We collaborate by sharing our experiences within the running community in hopes to learn from each other and grow. Sure there are placements and best times–this keeps things interesting and expands our perception on what’s possible–but it takes more than just the drive to win when running 100 miles in the 100-degree heat, or moving forward for 24 hours in the frigid cold trying to beat a personal best.

It takes faith in something larger than ourselves when attempting to tackle some of the toughest bouts of human endurance on the planet, where we set out in an attempt to overcome our own physical and mental limitations.

In life we all need to grow and progress. This is our natural human instinct. This is why we’ve advanced from living in caves to flying in spaceships.

The aim of this blog is for just that purpose: helping each other grow as runners. If sharing my experiences helps just one person reach that finish line then I consider it a success.

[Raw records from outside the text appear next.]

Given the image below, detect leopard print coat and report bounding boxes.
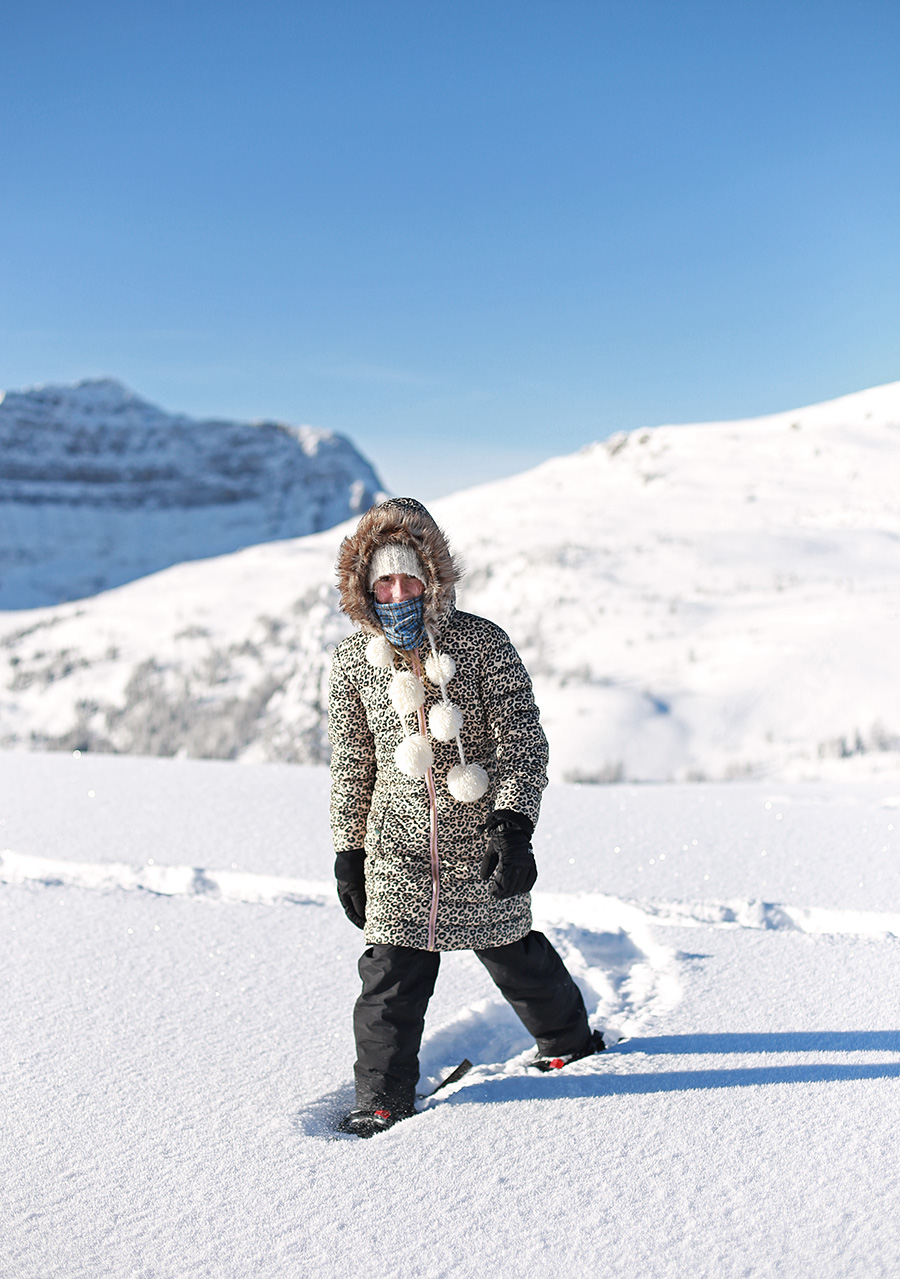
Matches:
[329,499,549,951]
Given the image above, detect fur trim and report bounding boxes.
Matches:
[336,498,461,632]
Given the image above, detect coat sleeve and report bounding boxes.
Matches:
[328,643,377,853]
[479,626,549,828]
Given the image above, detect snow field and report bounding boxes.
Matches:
[2,751,900,1277]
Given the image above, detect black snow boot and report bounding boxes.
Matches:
[527,1028,606,1072]
[335,1105,414,1139]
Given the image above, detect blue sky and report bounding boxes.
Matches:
[2,1,898,497]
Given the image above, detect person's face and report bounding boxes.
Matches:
[373,573,425,604]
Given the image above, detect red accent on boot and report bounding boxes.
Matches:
[549,1058,565,1070]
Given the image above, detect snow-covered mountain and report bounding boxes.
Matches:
[0,378,384,608]
[1,379,899,782]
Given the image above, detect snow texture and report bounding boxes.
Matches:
[1,750,899,1277]
[0,378,385,608]
[1,378,899,784]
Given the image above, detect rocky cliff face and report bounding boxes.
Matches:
[0,379,385,608]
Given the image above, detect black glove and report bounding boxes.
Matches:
[334,849,366,928]
[479,810,537,900]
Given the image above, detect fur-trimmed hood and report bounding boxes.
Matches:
[335,497,461,633]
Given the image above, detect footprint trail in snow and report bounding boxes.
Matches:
[5,848,898,939]
[5,845,900,1139]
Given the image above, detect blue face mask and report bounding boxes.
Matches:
[373,596,426,650]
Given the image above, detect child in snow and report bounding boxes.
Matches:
[328,497,604,1137]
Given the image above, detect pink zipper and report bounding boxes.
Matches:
[411,652,440,950]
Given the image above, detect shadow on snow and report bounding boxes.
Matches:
[620,1030,900,1055]
[435,1030,900,1106]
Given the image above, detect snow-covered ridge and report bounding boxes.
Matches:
[1,378,900,781]
[0,378,385,608]
[439,379,900,782]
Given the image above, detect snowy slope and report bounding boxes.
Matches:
[1,380,899,781]
[443,379,900,782]
[0,378,384,608]
[2,751,900,1278]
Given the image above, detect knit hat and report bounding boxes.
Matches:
[367,543,426,589]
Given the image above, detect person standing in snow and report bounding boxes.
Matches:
[328,497,604,1137]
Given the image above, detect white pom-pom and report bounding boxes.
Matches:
[394,734,434,777]
[365,635,394,668]
[425,652,456,685]
[428,702,463,742]
[447,762,489,802]
[389,670,425,715]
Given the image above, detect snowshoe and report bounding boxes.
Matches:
[527,1028,607,1072]
[334,1106,413,1139]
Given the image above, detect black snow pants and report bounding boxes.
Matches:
[352,930,590,1112]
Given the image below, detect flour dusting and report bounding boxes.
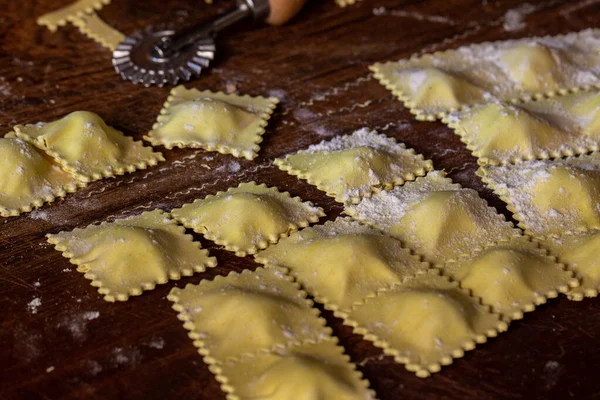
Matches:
[27,297,41,314]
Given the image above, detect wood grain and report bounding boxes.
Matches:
[2,0,600,399]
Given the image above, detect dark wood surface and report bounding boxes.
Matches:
[2,0,600,399]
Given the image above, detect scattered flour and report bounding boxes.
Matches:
[27,297,41,314]
[503,3,539,32]
[46,366,54,373]
[146,337,165,349]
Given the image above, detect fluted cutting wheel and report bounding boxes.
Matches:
[112,25,216,87]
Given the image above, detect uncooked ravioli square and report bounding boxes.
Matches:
[167,267,331,365]
[171,181,325,257]
[345,170,518,265]
[274,128,433,204]
[343,270,508,378]
[443,92,600,166]
[443,234,578,320]
[47,209,217,302]
[145,85,278,160]
[14,111,164,182]
[478,153,600,239]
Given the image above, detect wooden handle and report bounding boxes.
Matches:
[266,0,308,25]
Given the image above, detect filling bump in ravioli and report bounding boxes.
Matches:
[479,154,600,238]
[14,110,163,182]
[171,182,324,256]
[391,67,490,111]
[168,267,330,363]
[275,128,433,204]
[346,270,507,378]
[0,137,83,217]
[444,235,578,320]
[47,210,216,302]
[219,340,375,400]
[345,171,517,264]
[496,43,562,92]
[145,85,278,159]
[255,218,429,311]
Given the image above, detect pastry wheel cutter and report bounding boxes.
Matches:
[113,0,307,87]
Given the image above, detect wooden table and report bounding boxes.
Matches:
[2,0,600,398]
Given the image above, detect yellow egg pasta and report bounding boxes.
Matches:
[37,0,110,32]
[345,171,518,264]
[478,154,600,239]
[444,235,578,320]
[171,182,325,257]
[274,128,433,204]
[539,230,600,301]
[216,339,375,400]
[342,270,508,378]
[443,94,600,166]
[47,210,216,302]
[14,111,164,182]
[255,217,430,312]
[0,137,85,217]
[372,29,600,120]
[168,267,331,364]
[145,86,278,159]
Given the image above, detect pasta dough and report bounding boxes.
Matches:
[37,0,110,32]
[275,128,433,204]
[344,270,507,378]
[444,235,578,320]
[372,29,600,120]
[14,111,164,182]
[171,182,325,256]
[0,137,84,217]
[168,267,331,364]
[255,218,429,312]
[145,86,278,159]
[443,96,600,165]
[217,339,375,400]
[540,230,600,300]
[345,171,518,264]
[47,210,216,302]
[478,154,600,238]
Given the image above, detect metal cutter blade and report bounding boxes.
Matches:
[113,0,269,87]
[112,25,216,87]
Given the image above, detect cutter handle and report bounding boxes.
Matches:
[266,0,309,25]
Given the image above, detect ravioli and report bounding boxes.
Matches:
[345,171,518,264]
[540,230,600,300]
[0,137,84,217]
[145,86,278,159]
[14,111,164,182]
[255,218,429,312]
[345,270,507,377]
[275,128,433,203]
[379,66,491,116]
[47,210,216,302]
[218,339,375,400]
[479,154,600,238]
[444,235,578,320]
[171,182,324,256]
[372,29,600,119]
[168,267,330,364]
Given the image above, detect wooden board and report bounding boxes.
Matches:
[2,0,600,399]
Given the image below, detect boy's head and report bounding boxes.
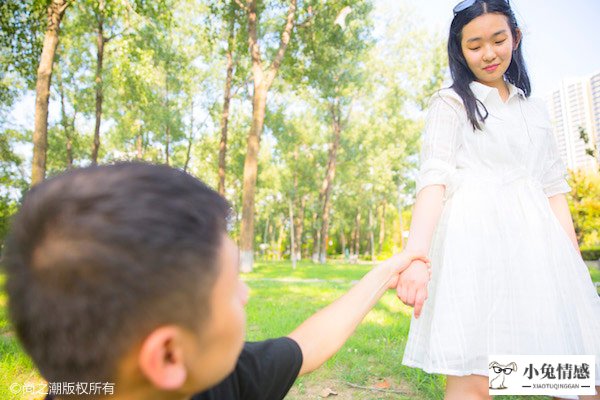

Personally, I began my journey in the ultramarathon world four years ago. Since then, between races and training runs, I’ve ran well over 100 ultra distances. This has given me miles and miles of hands-on experience.

As an avid fitness enthusiast I’ve achieved certifications as both a nutrition consultant and a personal trainer. I hold a bachelors degree in Business Management and an MBA in Social Impact. I’m a father of three wonderful children and married to the love of my life. I thank God for all the blessings is my life.

I’ve developed a training method to allow my body to run frequent, long runs and recover fast. The results have been nothing short of amazing: I’ve ran 100- and 200-mile ultras, a 24- and 72-hour ultra, a 50K training run with zero food or water, trained and recovered permanently from ITBS, and learned how to eliminate intense repetitive stomach issues on race day.  

My favorite part of ultra running is how we simplistically set out to achieve the impossible. It’s a direct relation to the flame that burns inside each and every one of us.

It doesn’t matter who you are, who you know, or how much money you have. There are no shortcuts. All you have is the motivation that drives you, your running shoes, and 100 miles of dirt between you and the finish line. I find this highly inspirational.

Running has changed my life for the better and for that I am forever grateful. So please enjoy the posts, push your limits, and above all keep moving forward!